「彼女を侮辱して恐怖に陥れる保坂のしたことはどうなんですか、暴力と同じですよね!? 庶務課のあいつらだって同じだ。SNSでありもしないハナコの噂を流しまくって、悪意ある暴力ですよね? 訴えてもいいですか? 男を送り込んだんですよ? 主犯じゃないですか!」

いまだ怒りが収まらないというふうに、笹木はまくしたてる。

「わかった、わかった。とりあえず落ち着け」

総務部長と専務取締役がやれやれとため息をつく。

「田中さん、笹木はこう言っているが、君たちが付き合っているのは本当なんですか? 直接関係はないが一応、彼が暴力をふるった理由として確認させてください」

総務部長がそう言って、羽菜子を振り返った。

「――はい。

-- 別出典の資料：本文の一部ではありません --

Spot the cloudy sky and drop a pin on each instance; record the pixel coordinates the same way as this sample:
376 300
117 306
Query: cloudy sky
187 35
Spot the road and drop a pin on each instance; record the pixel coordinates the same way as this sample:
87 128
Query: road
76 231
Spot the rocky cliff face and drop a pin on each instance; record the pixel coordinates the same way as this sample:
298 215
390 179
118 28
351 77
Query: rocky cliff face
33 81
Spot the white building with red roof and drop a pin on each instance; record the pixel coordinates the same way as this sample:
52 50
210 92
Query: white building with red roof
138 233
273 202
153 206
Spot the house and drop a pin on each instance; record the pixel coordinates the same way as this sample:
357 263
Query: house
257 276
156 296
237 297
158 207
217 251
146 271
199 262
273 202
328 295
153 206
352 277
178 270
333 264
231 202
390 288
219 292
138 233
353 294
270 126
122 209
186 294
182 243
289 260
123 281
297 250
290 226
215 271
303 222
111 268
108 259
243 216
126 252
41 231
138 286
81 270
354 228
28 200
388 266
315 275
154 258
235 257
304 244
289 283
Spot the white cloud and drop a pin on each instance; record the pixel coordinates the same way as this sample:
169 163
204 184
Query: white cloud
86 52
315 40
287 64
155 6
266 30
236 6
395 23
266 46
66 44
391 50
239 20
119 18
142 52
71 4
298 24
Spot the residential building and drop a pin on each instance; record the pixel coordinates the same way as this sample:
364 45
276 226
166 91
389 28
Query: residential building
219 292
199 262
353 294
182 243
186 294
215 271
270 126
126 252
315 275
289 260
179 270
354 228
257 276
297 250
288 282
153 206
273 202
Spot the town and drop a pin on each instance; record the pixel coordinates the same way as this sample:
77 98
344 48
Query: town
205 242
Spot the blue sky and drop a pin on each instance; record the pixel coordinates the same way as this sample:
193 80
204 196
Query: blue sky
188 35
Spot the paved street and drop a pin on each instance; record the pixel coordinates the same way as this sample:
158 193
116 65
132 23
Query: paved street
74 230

お付き合いさせていただいています」

実はそんなつもりはないし、彼がどうしてあんなことを言ったのかわからないが、ここはそう言わないと笹木の立場が苦しくなるだろう。
そう思って、羽菜子はうなずいた。

満足げに羽菜子を見ていた笹木は聞かれてもいないのに、

「これからプロポーズしようと思ってたんですけど、なるべく早く結婚することにします。危ないんで」
と言い出して止められた。

「笹木、お前はもういい」


羽菜子はただただ真っ赤になって、うつむく。
お願いだからもうそれ以上なにも言わないでと、心の中で笹木に訴え、祈るばかりだった。